Attendu que seuls sont produits, en copie, les certificats d’enregistrement des marques « Kifaikoi.fr, le portail des fournisseurs CHR.Collectivités » n° 003040455, déposée le 12 juillet 2000 pour désigner « les agences de presse et d’information, l’édition de livres, de revues », ainsi que la marque « Horeca » n° 96646910 déposée le 25 octobre 1996 pour désigner les services « d’édition, de publication de journaux, service de presse et diffusion d’informations, télématique, télé-informatique, service de serveur télématique, publicité et affaires » ;

Attendu que le caractère sérieux de l’action en contrefaçon ne sera donc apprécié que par rapport à ces deux marques ;

qu’enfin, il est indifférent au regard de notre compétence que les faits incriminés aient ou n’aient pas cessé.

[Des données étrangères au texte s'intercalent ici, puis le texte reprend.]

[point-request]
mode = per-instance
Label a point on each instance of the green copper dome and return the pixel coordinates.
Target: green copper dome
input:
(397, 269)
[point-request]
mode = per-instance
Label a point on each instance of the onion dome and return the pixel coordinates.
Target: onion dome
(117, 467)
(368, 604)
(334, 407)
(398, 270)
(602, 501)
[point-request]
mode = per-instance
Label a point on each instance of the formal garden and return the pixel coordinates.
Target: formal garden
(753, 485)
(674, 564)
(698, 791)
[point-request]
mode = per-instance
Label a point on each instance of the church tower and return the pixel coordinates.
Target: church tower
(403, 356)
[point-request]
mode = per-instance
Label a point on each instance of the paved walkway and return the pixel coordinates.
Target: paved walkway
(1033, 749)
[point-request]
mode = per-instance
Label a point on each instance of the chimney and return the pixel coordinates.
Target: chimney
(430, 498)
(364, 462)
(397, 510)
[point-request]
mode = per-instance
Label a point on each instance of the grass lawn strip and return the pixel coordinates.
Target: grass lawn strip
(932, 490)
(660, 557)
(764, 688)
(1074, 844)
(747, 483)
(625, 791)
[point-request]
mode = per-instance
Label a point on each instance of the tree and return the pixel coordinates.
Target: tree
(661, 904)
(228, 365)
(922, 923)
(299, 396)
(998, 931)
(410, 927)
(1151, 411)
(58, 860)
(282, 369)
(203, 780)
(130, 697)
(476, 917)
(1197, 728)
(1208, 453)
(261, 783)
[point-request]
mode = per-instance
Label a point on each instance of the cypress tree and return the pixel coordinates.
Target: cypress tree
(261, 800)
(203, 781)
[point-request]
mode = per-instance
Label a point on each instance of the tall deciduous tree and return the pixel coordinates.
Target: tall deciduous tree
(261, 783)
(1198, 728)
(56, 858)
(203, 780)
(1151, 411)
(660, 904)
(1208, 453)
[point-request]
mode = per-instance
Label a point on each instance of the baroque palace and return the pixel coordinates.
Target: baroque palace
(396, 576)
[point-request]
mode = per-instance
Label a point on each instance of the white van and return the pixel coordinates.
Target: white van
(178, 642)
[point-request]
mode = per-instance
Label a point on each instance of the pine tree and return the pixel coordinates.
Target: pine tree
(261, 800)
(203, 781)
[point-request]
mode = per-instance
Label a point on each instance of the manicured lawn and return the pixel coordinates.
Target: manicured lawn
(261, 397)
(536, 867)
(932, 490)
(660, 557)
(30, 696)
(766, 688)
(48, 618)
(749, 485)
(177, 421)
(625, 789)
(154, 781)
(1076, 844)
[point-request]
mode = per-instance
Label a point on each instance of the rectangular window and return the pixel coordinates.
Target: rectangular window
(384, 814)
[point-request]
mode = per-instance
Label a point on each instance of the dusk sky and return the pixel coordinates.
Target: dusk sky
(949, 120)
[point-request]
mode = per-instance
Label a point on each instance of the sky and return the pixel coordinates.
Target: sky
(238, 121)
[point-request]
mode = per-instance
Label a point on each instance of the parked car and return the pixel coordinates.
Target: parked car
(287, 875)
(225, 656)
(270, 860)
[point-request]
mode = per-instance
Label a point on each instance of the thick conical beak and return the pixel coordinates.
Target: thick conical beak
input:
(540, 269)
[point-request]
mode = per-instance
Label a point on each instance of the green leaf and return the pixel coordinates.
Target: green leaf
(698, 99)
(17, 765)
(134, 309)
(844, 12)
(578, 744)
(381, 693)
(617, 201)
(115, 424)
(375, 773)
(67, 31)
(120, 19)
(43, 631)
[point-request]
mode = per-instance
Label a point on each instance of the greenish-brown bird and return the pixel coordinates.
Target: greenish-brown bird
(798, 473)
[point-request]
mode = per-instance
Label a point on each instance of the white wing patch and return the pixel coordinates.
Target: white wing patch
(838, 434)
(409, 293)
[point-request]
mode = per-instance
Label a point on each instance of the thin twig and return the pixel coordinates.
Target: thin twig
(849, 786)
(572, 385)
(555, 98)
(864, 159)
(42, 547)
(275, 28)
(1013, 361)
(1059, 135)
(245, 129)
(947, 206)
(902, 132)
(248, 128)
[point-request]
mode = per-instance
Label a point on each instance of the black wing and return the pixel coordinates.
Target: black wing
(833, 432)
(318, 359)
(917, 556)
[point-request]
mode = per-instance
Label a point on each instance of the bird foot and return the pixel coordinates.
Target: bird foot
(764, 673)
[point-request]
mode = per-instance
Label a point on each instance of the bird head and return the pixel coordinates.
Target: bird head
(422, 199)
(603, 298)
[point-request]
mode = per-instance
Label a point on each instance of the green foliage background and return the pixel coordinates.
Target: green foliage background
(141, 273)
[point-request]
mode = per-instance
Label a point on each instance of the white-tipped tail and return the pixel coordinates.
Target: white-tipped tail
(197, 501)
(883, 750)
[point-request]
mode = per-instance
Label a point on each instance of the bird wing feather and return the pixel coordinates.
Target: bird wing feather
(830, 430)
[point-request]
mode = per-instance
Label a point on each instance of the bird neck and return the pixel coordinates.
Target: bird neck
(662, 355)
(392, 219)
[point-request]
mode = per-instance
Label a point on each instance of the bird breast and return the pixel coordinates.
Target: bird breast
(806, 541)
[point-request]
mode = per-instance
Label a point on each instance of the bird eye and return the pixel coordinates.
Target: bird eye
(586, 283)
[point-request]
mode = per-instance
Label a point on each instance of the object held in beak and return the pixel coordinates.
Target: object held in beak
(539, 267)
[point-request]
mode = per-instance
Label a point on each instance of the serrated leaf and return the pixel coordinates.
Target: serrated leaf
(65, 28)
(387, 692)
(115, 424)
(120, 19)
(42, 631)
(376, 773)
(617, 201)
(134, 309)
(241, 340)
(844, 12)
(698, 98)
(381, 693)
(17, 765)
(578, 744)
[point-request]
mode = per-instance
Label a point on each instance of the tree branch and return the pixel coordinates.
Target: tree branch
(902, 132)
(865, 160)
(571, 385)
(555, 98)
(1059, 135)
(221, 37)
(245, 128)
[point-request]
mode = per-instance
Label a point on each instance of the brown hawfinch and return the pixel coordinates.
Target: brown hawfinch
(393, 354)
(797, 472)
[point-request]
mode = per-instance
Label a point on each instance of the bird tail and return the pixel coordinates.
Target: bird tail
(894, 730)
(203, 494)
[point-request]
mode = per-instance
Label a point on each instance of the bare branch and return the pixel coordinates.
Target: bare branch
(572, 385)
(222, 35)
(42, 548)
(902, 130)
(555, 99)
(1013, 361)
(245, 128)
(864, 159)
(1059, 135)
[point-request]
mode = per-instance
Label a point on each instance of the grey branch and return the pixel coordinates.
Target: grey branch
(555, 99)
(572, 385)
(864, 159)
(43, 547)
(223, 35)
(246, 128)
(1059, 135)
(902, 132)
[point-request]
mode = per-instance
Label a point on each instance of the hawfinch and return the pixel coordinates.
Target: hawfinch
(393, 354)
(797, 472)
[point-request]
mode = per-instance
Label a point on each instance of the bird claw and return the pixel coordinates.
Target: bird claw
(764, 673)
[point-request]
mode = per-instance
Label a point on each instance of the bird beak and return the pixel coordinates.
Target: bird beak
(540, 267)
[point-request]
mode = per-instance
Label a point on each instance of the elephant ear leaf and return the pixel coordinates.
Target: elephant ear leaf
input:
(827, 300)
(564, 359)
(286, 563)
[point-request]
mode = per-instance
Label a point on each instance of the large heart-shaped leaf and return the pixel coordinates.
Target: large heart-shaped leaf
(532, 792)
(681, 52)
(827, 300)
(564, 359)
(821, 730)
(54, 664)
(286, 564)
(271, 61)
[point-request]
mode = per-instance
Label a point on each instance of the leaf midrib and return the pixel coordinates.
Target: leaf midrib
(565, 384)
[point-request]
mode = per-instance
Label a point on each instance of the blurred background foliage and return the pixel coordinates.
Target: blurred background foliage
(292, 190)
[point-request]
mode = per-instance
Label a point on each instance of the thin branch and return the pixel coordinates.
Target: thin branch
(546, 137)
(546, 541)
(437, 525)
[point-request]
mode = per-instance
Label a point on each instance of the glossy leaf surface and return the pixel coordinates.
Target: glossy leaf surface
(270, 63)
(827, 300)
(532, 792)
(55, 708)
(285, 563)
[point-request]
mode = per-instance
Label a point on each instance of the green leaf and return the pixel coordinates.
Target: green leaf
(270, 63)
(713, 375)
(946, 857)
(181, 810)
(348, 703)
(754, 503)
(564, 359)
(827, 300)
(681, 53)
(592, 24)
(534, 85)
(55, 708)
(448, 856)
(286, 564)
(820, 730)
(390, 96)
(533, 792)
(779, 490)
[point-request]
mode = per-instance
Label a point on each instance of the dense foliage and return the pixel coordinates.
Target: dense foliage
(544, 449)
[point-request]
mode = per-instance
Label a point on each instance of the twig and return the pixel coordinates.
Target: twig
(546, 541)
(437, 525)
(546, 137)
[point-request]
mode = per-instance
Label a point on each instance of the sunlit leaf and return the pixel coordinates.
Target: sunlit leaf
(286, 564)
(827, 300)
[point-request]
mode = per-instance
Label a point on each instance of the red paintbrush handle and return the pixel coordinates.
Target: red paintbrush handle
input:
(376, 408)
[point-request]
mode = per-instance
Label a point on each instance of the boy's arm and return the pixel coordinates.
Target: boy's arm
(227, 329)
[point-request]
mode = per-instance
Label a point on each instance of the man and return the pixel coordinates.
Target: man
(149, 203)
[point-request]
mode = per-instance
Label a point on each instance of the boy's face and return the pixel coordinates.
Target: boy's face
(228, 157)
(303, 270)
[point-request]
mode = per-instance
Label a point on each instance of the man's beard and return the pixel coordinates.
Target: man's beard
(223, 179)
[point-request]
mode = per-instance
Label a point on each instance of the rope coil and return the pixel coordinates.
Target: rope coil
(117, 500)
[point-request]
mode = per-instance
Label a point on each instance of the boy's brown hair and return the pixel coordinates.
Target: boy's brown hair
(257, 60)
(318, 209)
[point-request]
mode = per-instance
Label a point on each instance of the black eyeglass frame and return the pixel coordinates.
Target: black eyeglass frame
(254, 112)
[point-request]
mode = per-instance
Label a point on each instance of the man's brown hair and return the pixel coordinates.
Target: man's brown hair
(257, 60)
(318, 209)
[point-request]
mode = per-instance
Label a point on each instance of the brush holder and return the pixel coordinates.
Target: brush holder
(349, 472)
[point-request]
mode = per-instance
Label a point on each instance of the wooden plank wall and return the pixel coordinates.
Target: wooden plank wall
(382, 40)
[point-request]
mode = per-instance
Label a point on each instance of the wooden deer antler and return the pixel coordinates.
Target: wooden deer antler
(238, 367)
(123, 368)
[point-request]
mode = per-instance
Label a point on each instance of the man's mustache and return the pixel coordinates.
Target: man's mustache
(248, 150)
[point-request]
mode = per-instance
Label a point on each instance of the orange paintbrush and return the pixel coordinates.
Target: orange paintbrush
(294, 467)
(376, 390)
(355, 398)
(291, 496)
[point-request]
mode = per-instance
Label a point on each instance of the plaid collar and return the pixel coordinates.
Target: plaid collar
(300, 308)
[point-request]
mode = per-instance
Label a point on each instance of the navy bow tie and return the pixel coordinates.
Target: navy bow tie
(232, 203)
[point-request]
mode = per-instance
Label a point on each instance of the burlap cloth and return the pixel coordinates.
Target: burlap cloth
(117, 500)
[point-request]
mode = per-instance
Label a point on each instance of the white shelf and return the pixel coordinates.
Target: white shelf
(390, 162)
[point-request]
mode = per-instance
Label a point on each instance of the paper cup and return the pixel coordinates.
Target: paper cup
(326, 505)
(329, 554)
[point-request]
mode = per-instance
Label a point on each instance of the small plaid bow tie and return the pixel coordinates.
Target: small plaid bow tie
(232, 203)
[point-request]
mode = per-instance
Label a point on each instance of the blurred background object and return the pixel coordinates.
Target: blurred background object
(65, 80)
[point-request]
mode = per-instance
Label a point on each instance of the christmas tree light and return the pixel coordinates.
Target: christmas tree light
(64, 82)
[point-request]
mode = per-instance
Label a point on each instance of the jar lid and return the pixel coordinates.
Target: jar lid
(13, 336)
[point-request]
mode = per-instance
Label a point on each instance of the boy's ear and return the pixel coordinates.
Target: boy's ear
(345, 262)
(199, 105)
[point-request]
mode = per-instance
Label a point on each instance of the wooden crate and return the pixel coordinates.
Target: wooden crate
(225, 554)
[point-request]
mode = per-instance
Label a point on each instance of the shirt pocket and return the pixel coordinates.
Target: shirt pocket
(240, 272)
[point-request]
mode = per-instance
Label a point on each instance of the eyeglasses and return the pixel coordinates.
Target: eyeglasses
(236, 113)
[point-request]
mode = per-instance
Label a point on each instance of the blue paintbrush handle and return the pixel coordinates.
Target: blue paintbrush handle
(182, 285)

Sur le caractère sérieux de l’action au fond

Attendu que M. B. ne conteste pas que sur le site « stayline.fr » sont ou furent reproduites ou imitées les deux marques précitées ;
que nous ne pouvons cependant que relever que la marque n°003040455 ne vise à son dépôt que « les agences de presse et d’informations, l’édition de livres et de revues », ce qui ne paraît pas être l’objet du site litigieux ;

Attendu en revanche que la marque « Horeca » a été déposée pour désigner les services de diffusion d’informations, la télé-informatique, la publicité et les affaires ;

Attendu que la défense de M. B. consiste à soutenir d’une part que son rôle s’est limité à réserver, pour le compte de la société Stayline, le nom de domaine « stayline.fr », et qu’il n’a aucune responsabilité éditoriale dans la tenue de ce site et d’autre part que la marque « Horeca » est dénuée de distinctivité ;

Mais attendu que M. B. qui a en effet procédé au dépôt à son nom du nom de domaine « stayline.fr » ne verse pas de document contractuel qui limiterait son rôle à celui d’un simple prestataire technique, dépourvu de qualité pour modifier le contenu du site ;

que le document contractuel qu’il produit (d’ailleurs non traduit) a trait en effet à l’enregistrement du nom de domaine et aux conditions de son usage mais ne concerne pas la tenue du site ouvert en France sous ce nom ;

que nous ne pouvons que relever que M. B. s’est abstenu de fournir tout document à cet égard et d’appeler en la cause la société de droit norvégien Stayline ;

qu’enfin, force est de constater que l’ordonnance précitée du 18 octobre 2002 prescrivant diverses mesures de cessation a, selon les propres dires de M. B., été exécutée alors que seul M. B. était en défense, la société Stayline n’ayant pas plus que dans la présente instance, était appelée dans la procédure commerciale ;

Attendu qu’en l’état des documents produits, l’action au fond apparaît donc sérieuse en ce qu’elle est dirigée à l’encontre de M. B. ;

Attendu que M. B. soutient que le terme « Horeca » qui constitue le sigle du secteur d’activités de l’hôtellerie, de la restauration et des cafés, serait dépourvu de toute distinctivité, et donc non appropriable à titre de marque ;

Attendu, cependant, que la distinctivité d’une marque ne peut s’apprécier qu’au regard des services visés à son dépôt, et à la date de celui-ci ;
qu’en l’espèce, M. B. ne rapporte pas la preuve qu’au 25 octobre 1996, le terme « Horeca » était d’un usage courant en France pour désigner un service de publicité et d’affaires ;

Attendu, en conséquence, que l’action au fond apparaissant sérieuse, il sera fait droit, dans les termes du dispositif ci-après, à la mesure d’interdiction sollicitée ;

Attendu que pour les motifs sus-exposés, les autres demandes sont irrecevables ;

Sur l’exécution provisoire et l’article 700 du ncpc

Attendu que l’exécution provisoire accompagnera la présente ordonnance ;
qu’il n’est pas inéquitable de condamner M. B. à la somme de 2000 € au titre de l’article 700 du ncpc ;

La décision

Statuant publiquement en premier ressort, par ordonnance contradictoire,

Vu l’article 716-6 du code de la propriété intellectuelle ;

. Déclarons irrecevables les demandes de fermeture du site « stayline.fr » et de publication de la présente décision ;

. Interdisons à M. B. de faire tant usage sur le site précité du terme « Horeca » sous astreinte de 1500 € par jour de retard à compter de la signification de la présente décision ;

. Ordonnons l’exécution provisoire ;

. Rejetons toute autre demande ;

. Condamnons M. B. à verser à la demanderesse la somme de 2000 € sur le fondement de l’article 700 du ncpc et à supporter les entiers dépens.